While the Eastern European beast’s parasitic appropriation of language extratextually allows for the non-native English-speaking Scandinavian actor’s display of mimicking an upper-class English accent, in the Count’s first appearance as aged vampire hiding in his castle, this display of accent skill is reduced to affecting the stereotype of a ‘Slavic’ English accent. Indeed, if the miniseries foregrounds the significance of language in the Dracula story (as specific skill and as heterogenous linguistic makeup of the Empire as shown below), it is strikingly generic in portraying the Count’s linguistic background, rendered all the more contradictory through frequent allusions to Lugosi’s (Hungarian-accented) performance. It is worth thinking through these concerns via Dolly Wells’ two Van Helsings. She first displays a thick Germanic accent in her 19th century iteration as Dutch detective-nun stationed in Budapest, then a ‘native’ English one as Agatha’s contemporary British descendant Zoe. Actorly display of virtuoso accent skills plays a key role in the miniseries’ rendering of extratextual multinationalism/-culturalism, but this traffic in colourful uses of English seems to extend only to Indo-Germanic linguistic exchange for the leads at the expense of attention to Eastern European specificity.31
The series’ fascination with singling out the Eastern European as cultural parasite in linguistic terms becomes increasingly literal, and is perhaps most directly articulated in Episode 2 (‘Blood Vessel,’ 1: 2). The linguistic parasitism expressed here is also predicated on the character’s sexual irresistibility. The episode takes place on the ship Demeter that carries Dracula and other passengers to England, as he kills them one by one. The multicultural and -national makeup of those aboard ship, comprising Russian, Romanian, and German crew members, and Indian, German, British and Afro-Caribbean passengers, allows for the foregrounding of both a variety of accented usages of English as mediator language and, contrastingly, Dracula’s linguistic parasitism that exists outside of this familiar (read human) notion of lingua franca English in the Victorian era. In one sequence not familiar from previous iterations of the story, Dracula, in his efforts to seduce a bedazzled Bavarian Duchess, excuses himself during their English-language conversation to find and feed from a Bavarian deckhand, so he can acquire his language and dialect. Returning to the dinner table, he continues the conversation in a just-now-learned/imbibed German, which helps him make a stronger emotional impression on the Duchess through linguistic bonding.

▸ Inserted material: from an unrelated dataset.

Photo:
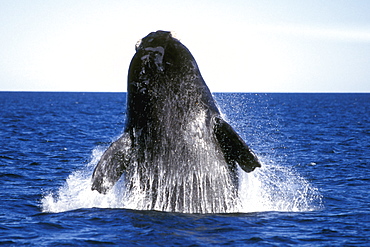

In this episode, scenes on the Demeter are intercut with his conversing with Agatha in an imaginary space, which allows for immediate diegetic reflection on his actions. Their debate revolves around his drive to kill, which Agatha describes as animalistic (“pig,” “like a fox in a hen coop”), Dracula as cultured: “like a connoisseur in a wine cellar. One chooses one’s vintages with care.” Dracula poses as a picky aristocrat but as not affected by class distinctions in his choice of victims/blood: “The reds and the whites, I enjoy both: the Duchess and the deckhand.” To Agatha’s retort: “But you’re careful with your diet,” he says “I have to be, otherwise I would have reached England with the social skills of a Russian sailor.” Indeed, his choosiness revolves around national belonging rather than class: the Russian sailor’s presumed lowly social skills are explicitly linked to his national identity and not his class status. Dracula’s Western aspirationalism as snobbery is consistently expressed in his further kills, which he limits to Indo-Germanic (British, German) victims, while all other non-Western passengers and crew escape his fangs. In one notable exception, he bites into Adisa (Nathan Stewart-Jarrett), the token Black passenger, whose accent and name imply an Afro-Caribbean background; he immediately spits his blood out and throws the body away with a disgusted growl.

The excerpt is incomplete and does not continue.